To provide the best experience for consumers, Windows provides controls that give users the choice of which experiences may run in the background.

By default, resource limits are imposed on applications. Foreground apps are given the most memory and execution time; background apps get less. Users are thus protected from poor foreground app performance and heavy battery drain.

Enterprise users want the same ability to enable or limit background activity. Starting with Windows 10 version 1703, enterprises can now configure settings via policy and provisioning that control background activity.

Background activity controls

Users have the ability to control background activity for their device through two interfaces in the Settings app: the Background apps page and the Battery usage by app page. The Background apps page has a master switch to turn background activity on or off for all apps, and provides individual switches to control each app's ability to run in the background. 

Background apps settings page.

The Battery usage by app page allows fine-grained tuning of background activity. Users have the ability to set background activity to by Managed By Windows, as well as turning it on or off for each app. Only devices with a battery have this page available in the Settings app. Here is the set of available controls on desktop: 

Battery usage by app on desktop.

Here is the set of available controls for mobile devices: 

Battery usage by app on mobile.

Although the user interface differs across editions of the operating system, the policy and developer interface is consistent across Windows clients. For more information about these controls, see Optimize background activity.
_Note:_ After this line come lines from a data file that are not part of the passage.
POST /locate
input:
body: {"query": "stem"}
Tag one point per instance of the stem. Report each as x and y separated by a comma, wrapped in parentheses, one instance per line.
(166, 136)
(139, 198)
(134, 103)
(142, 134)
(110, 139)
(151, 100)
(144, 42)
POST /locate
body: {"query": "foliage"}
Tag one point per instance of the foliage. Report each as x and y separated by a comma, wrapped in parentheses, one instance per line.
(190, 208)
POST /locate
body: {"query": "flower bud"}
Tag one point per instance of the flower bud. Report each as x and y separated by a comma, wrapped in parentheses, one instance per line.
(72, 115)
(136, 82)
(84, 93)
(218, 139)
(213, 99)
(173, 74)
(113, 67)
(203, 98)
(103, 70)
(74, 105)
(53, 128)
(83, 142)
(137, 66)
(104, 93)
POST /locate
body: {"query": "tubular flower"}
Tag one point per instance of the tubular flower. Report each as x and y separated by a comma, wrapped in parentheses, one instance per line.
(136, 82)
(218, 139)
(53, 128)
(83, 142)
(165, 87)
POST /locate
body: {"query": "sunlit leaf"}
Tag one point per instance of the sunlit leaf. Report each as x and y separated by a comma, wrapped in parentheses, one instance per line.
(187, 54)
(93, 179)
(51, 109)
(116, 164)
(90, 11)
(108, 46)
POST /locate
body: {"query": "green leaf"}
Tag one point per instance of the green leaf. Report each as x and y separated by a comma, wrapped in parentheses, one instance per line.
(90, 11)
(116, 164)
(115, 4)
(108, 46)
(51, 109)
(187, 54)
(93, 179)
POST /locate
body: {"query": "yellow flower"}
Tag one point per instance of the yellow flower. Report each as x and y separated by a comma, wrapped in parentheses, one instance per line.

Enterprise background activity controls 

Starting with Windows 10, version 1703, enterprises can control background activity through mobile device management (MDM) or Group Policy. The user controls discussed above can be controlled with the following policies: 

./Vendor/Microsoft/Policy/Config/Privacy/LetAppsRunInBackground  ./Vendor/Microsoft/Policy/Config/Privacy/LetAppsRunInBackground_ForceAllowTheseApps ./Vendor/Microsoft/Policy/Config/Privacy/LetAppsRunInBackground_ForceDenyTheseApps  ./Vendor/Microsoft/Policy/Config/Privacy/LetAppsRunInBackground_UserInControlOfTheseApps

These policies control the background activity battery settings for Universal Windows Platform (UWP) apps. They enable apps to not be managed by the Windows system policies and not be restricted when battery saver is active. Applying these policies to a device will disable the user controls for the applications specified in the policies in the Settings app. See Policy CSP for more information about these policies.
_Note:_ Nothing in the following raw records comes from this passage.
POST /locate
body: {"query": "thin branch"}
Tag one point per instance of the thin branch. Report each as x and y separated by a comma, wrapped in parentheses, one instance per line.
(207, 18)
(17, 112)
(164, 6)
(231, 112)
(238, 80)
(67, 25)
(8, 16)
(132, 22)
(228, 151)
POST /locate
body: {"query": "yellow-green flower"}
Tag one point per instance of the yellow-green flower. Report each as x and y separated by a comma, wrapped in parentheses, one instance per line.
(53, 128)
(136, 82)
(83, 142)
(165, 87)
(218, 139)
An app can determine which settings are in place for itself by using BackgroundExecutionManager.RequestAccessAsync before any background activity is attempted, and then examining the returned BackgroundAccessStatus enumeration. The values of this enumeration correspond to settings in the battery usage by App settings page:    

  • AlwaysAllowed: Corresponds to Always Allowed in Background and Managed By User. This enables apps to run as much as possible in the background, including while the device is in battery saver mode.   
  • AllowedSubjectToSystemPolicy: This is the default value. It corresponds to Managed by Windows. This enables apps to run in the background as determined by Windows. If the device is currently in the battery saver state then background activities do not run.    
  • DeniedDueToSystemPolicy: Corresponds to Managed by Windows and indicates that the system has determined that the app cannot currently run in the background.    
  • DeniedByUser: Corresponds to Never Allowed in the Background. The app cannot run in the background. Either the configuration in the settings app, or enterprise policy, has defined that this app is not allowed to run in the background. 

The Universal Windows Platform ensures that consumers will have great battery life and that foreground apps will perform well. Enterprises have the ability to change settings to enable scenarios specific to their business needs. Administrators can use the Background apps policies to enable or disable whether a UWP app can run in the background.